US policy related to climate change comes increasingly from the judicial system. Congress wisely refuses to impose economic hardship as a precaution against postulated overheating of the planet. Taxing carbon, by one means or another, and replacing cheap energy with expensive alternatives would raise energy costs painfully. This is certain. Payoff, in the form of meaningfully avoided warming, is conjectural. Political outcomes pointedly and consistently reflect strong American distaste for sacrificial tradeoff such as this.

Messy policy

So activists have sued. And in 2007 the Supreme Court ruled carbon dioxide and other greenhouse gases might be construed pollutants subject to regulation under the Clean Air Act (CAA). This month it ruled the regulator in this undertaking has exceeded its authority but may mostly proceed anyway. While the legal reasoning behind these opinions might well be unassailable, the consequent policy is a festering mess.

Supreme Court justices are not scientists. When a majority of them ruled, in Massachusetts v. the Environmental Protection Agency, that greenhouse gases could be treated as pollutants under the CAA, they were interpreting law, not establishing scientific fact. They ruled that if the EPA determined something emitted into the air threatened health, according to the CAA the agency could regulate the substance as a pollutant. As part of the expansionist administration of President Barack Obama, the EPA made that determination and has been regulating enthusiastically ever since. Its main actions so far on greenhouse gas will slash the use of coal as an energy source for the generation of electricity.
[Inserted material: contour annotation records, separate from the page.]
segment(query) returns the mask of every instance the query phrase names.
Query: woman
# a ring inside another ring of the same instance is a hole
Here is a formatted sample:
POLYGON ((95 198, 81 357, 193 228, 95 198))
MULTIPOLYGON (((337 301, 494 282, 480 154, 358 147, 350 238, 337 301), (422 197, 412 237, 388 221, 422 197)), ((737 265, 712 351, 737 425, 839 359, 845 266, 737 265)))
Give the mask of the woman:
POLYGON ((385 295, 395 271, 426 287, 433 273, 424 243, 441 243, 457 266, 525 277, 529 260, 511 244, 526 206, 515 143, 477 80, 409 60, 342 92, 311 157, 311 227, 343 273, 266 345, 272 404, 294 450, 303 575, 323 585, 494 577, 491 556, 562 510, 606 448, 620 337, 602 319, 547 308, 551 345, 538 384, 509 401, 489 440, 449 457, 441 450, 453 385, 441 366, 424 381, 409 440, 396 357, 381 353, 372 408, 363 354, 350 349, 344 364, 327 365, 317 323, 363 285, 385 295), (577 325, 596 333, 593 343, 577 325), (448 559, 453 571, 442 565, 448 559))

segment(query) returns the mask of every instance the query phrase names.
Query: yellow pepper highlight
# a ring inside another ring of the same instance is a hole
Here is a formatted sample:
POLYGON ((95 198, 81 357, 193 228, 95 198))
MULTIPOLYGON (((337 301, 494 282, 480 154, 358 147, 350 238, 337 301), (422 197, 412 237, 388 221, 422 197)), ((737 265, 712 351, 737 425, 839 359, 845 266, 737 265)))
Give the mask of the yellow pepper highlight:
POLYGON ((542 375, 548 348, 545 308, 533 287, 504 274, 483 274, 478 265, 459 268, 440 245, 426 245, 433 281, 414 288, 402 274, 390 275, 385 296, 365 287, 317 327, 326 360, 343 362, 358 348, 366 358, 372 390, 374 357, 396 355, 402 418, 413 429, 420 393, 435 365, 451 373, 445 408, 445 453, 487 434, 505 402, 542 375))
But is CO2 really a pollutant like the so-called criteria pollutants specified in the CAA, such as ozone, sulfur dioxide, and particulates? In fact, the gas is essential to life. Plants need it to grow. Animals need it to regulate breathing. CO2 is harmful only to the extent it contributes to dangerous warming of the atmosphere—a disputable proposition, however regularly it's treated with exclusive certitude by advocates of precautionary sacrifice. But EPA has no time for inconvenient distinctions, scientific debate still mischaracterized as "settled," or any other potential constraint on its self-inflating authority.

In its ruling announced on June 23, the Supreme Court at least revealed alarm over the EPA's quest for power. In a case appealing a lower-court decision that denied challenges to EPA's extension of CAA regulation to stationary sources of greenhouse gases, the court faulted the agency's interpretation of the statute and asserted limits to its authority. It said the EPA can't require CAA permits only on the basis of a facility's emissions of greenhouse gases. And it said the agency lacks authority to raise emission-level permitting triggers above statutory thresholds. Application of the statutory triggers to facilities emitting only greenhouse gases would subject many small, nonindustrial facilities, such as schools and hospitals, to CAA permitting requirements.

While essentially telling the EPA it can't interpret law to suit its purposes or change law when its interpretation makes administration cumbersome, the court nevertheless approved the agency's main regulatory thrusts. Emission sources already needing CAA permits for conventional pollutants, it ruled, can be required to meet the act's requirements for "best achievable control technology" for greenhouse gases, too.

Tread carefully

The Supreme Court thus has told EPA to tread carefully but allowed it to keep treading. It has begun to define limits to the authority of an agency that regularly tests jurisdictional bounds. That part of the ruling is welcome, indeed. It might constrain other regulatory adventures. The administration's campaign against coal survives, nevertheless. And it won't stop with solid hydrocarbon.

The campaign seeks to control a pollutant that doesn't really pollute, directed by an agency that exceeds its authority except when it doesn't. This is legal ingenuity from which only Congress can rescue the republic, if it only would.